Kadınlar yüzyıllar boyu vergisel olarak negatif ayrıştırılmışlar. Mesela, oy verme haklarının olmadığı dönemlerde bile yine de vergi mükellefi sayılmışlar. Ayrıca, doğrudan kadınları hedef alan vergiler de görülmüş. Mesela, güney Hindistan’da alt sınıf kadınların dışarı çıkarken göğüslerini örtmesi halinde mulakkaram denilen vergi uygulanıyormuş. 1840 yılında Nangeli isimli bir kadın bu vergiyi ödemeyi reddediyor ve protesto için memelerini kesip vergi tahsildarlarının eline veriyor. Tabi Nangeli aynı gece, kan kaybından, sizlere ömür oluyor. Kocası da ertesi gün cenazede kendini ateşin içine atıp intihar edince, aynı gün bu vergi kaldırılıyor. 

Irk meselesi bir diğer örnek. Afro-Amerikalıların pek çok konuda olduğu gibi vergilemede de ayrımcılığa uğradıkları malum-u aliniz dir diye düşünüyorum. 

Din ise daha da eski ve yaygın bir vergisel ayrımcılık unsuru olmuş. Romalıların Yahudilere yükledikleri Fiscus Judaicus diğer ülkelere ilham olmuş bir vergi. Mesela, 1747’de Macaristan’da Yahudilere salınan Tahammül Vergisi, ismiyle de müsemma olduğu üzere tam bir dinsel ayrımcılık örneği. Bir nefret dili. 

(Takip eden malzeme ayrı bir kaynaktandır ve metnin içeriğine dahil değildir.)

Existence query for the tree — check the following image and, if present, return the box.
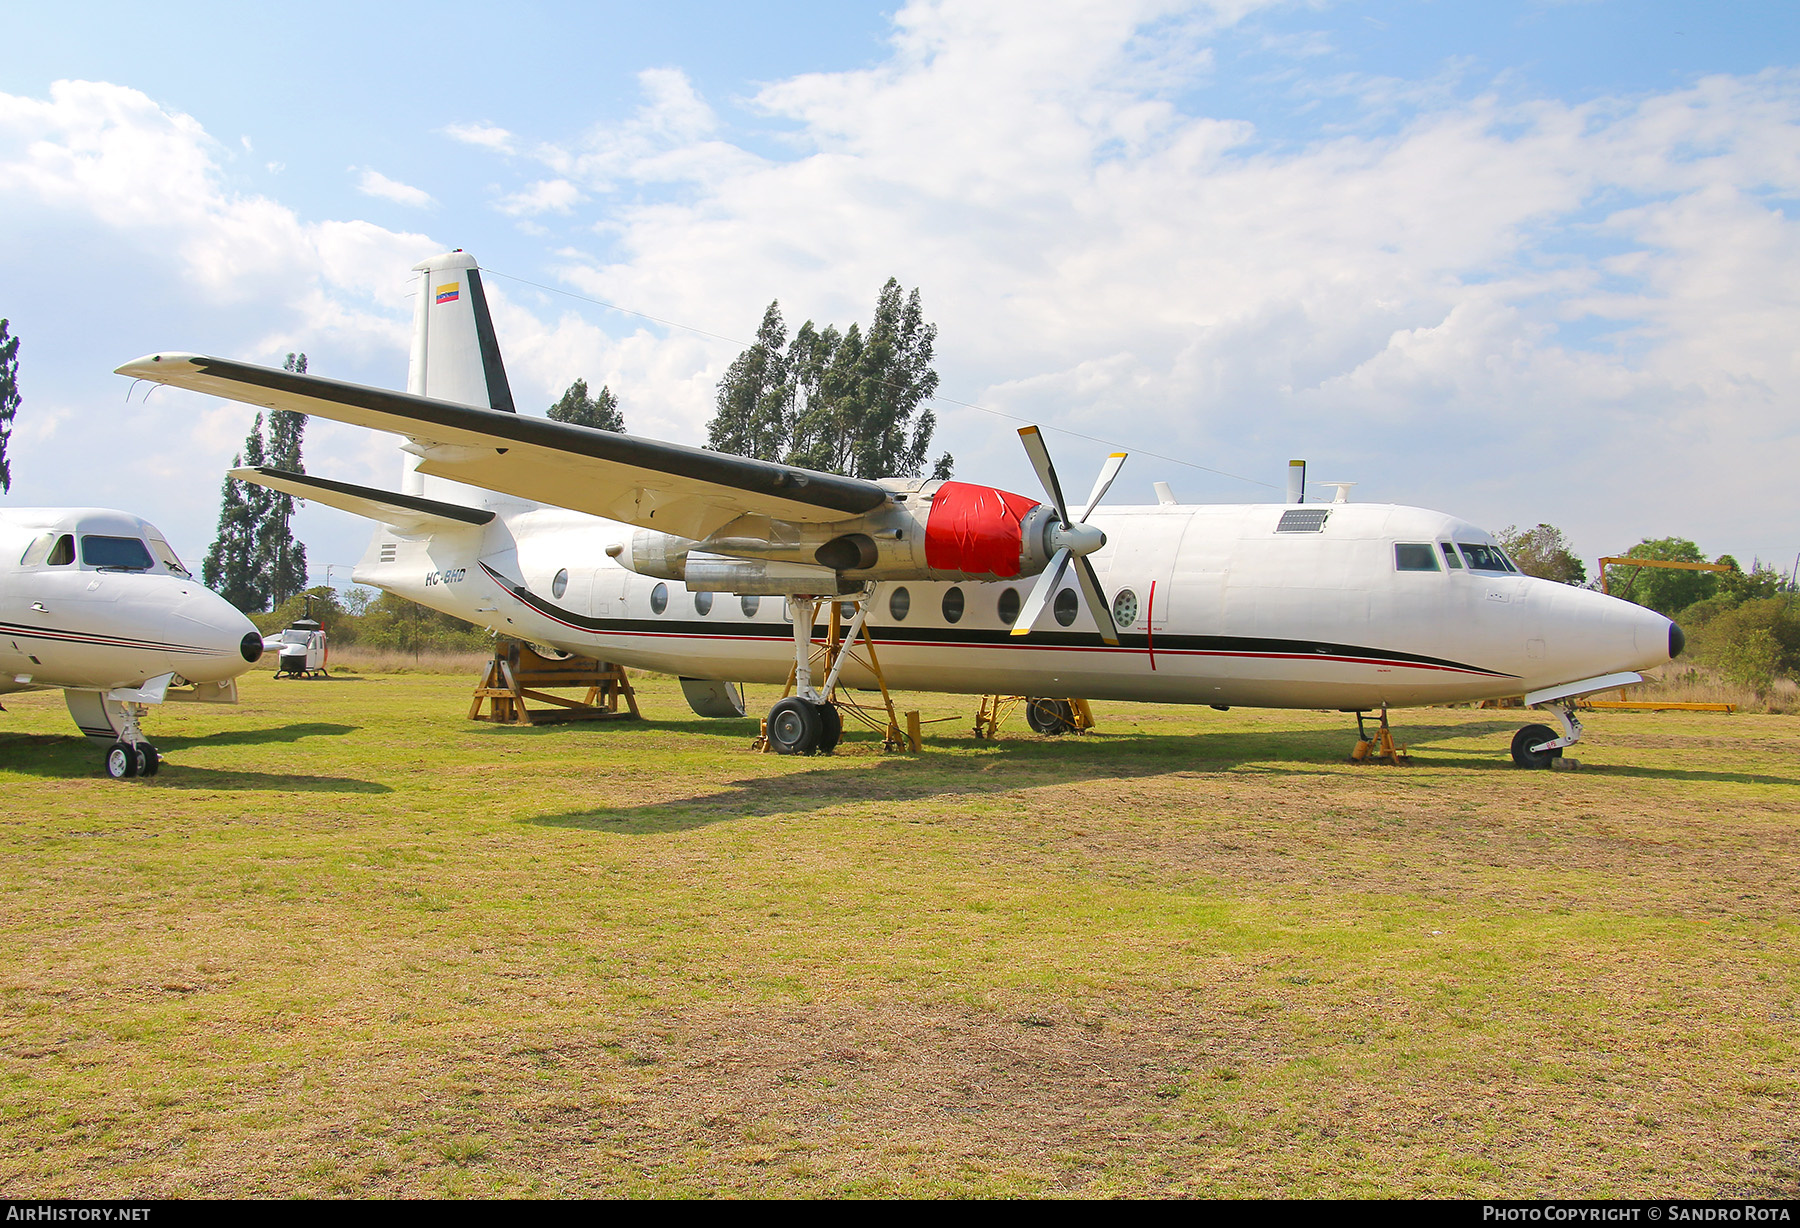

Hıristiyanlar da ayrımcılığa maruz kalmamış değiller. Mesela, 1637’de Edo dönemi Japonya’sında Nagasaki yakınlarındaki Shimabara bölgesinde, Cizvit Portekiz ve İspanyollar sayesinde Katolik Hıristiyanlığa avdet eden bir topluluk, kendilerine tahakkuk ettirilen cezalandırıcı yüksek vergilere, 17 yaşındaki Amakusa Shiro Tokisada liderliğinde isyan ediyorlar. Tokugawa Şogunluğu gönderdiği samuraylarla isyanı kanlı biçimde bastırıyor. Başta Amakusa Shiro olmak üzere binlerce isyancı öldürülüyor. Meraklısı için not: Bu konuda şahane Japon çizgi roman ve filmleri var. İnternette bakabilirsiniz.

Şimdi biraz daha bizim buralara dönelim. İslam coğrafyasında da zımmi, yani Hıristiyan ve Yahudiler başta olmak üzere, gayrimüslim tebaaya uygulanan cizye var biliyorsunuz. Pek çok açıdan emsallerine göre daha adil diyebiliriz. Ama yine de din temelli bir ayrımcılık içeriyor. 

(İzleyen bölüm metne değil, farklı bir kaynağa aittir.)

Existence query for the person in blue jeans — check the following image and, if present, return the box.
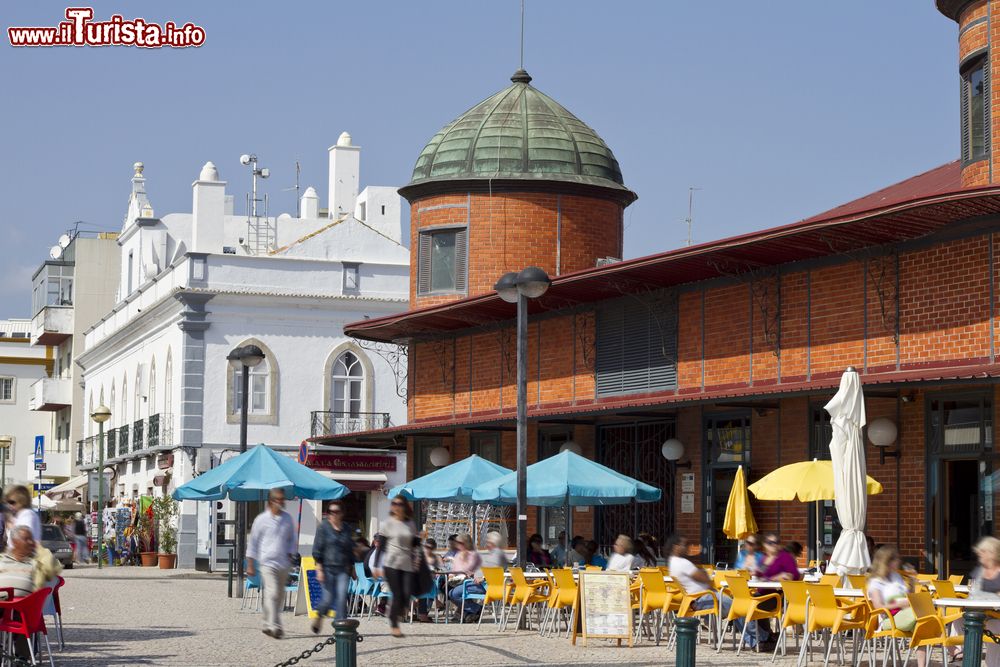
[311,500,356,633]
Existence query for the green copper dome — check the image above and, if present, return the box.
[401,70,636,205]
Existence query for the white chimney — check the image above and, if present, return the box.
[328,131,360,219]
[301,186,319,219]
[192,162,226,253]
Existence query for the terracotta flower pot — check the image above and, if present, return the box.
[158,553,177,569]
[140,551,158,567]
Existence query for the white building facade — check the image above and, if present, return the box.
[77,134,409,569]
[0,320,55,488]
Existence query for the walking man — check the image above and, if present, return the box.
[311,500,355,633]
[73,513,88,563]
[247,488,297,639]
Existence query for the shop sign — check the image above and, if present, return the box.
[157,454,174,470]
[305,453,396,472]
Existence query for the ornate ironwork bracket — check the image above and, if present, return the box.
[426,337,455,389]
[355,340,410,401]
[866,251,900,345]
[750,270,781,358]
[575,310,595,371]
[496,325,516,379]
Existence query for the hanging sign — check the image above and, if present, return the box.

Fakat dinsel ayrımcılığa dayanan vergilerin bir zaafiyeti var. Vergiden kaçınmak kolay. Din değiştiriyorsunuz, yani dönüyorsunuz. İster gerçekten ister görünüşte. 

Tabii bu ayrımcılık sadece özel amaçlı vergi kural veya oranları getirmekle değil, çeşitli bilinçli uygulamalarla da yapılmış. Yine bizden, hem de çok yakın tarihten bir örnek verelim: 1942 tarihli Varlık Vergisi. Kanun metninde gayrimüslimlere karşı bir ayrımcılık görünmüyor. Uygulamayı bilmesek ve dönemin bazı devlet büyüklerinin bu verginin ne amaçla getirildiğini açık açık anlattıkları konuşmaları görmemiş olsak, “Ne var ki bunda” diyeceğimiz türden bir utanç abidesi. Ama “Neyse ki Fenerbahçe stadyumunun adı değişti” diye teselli bulmaya çalışalım artık .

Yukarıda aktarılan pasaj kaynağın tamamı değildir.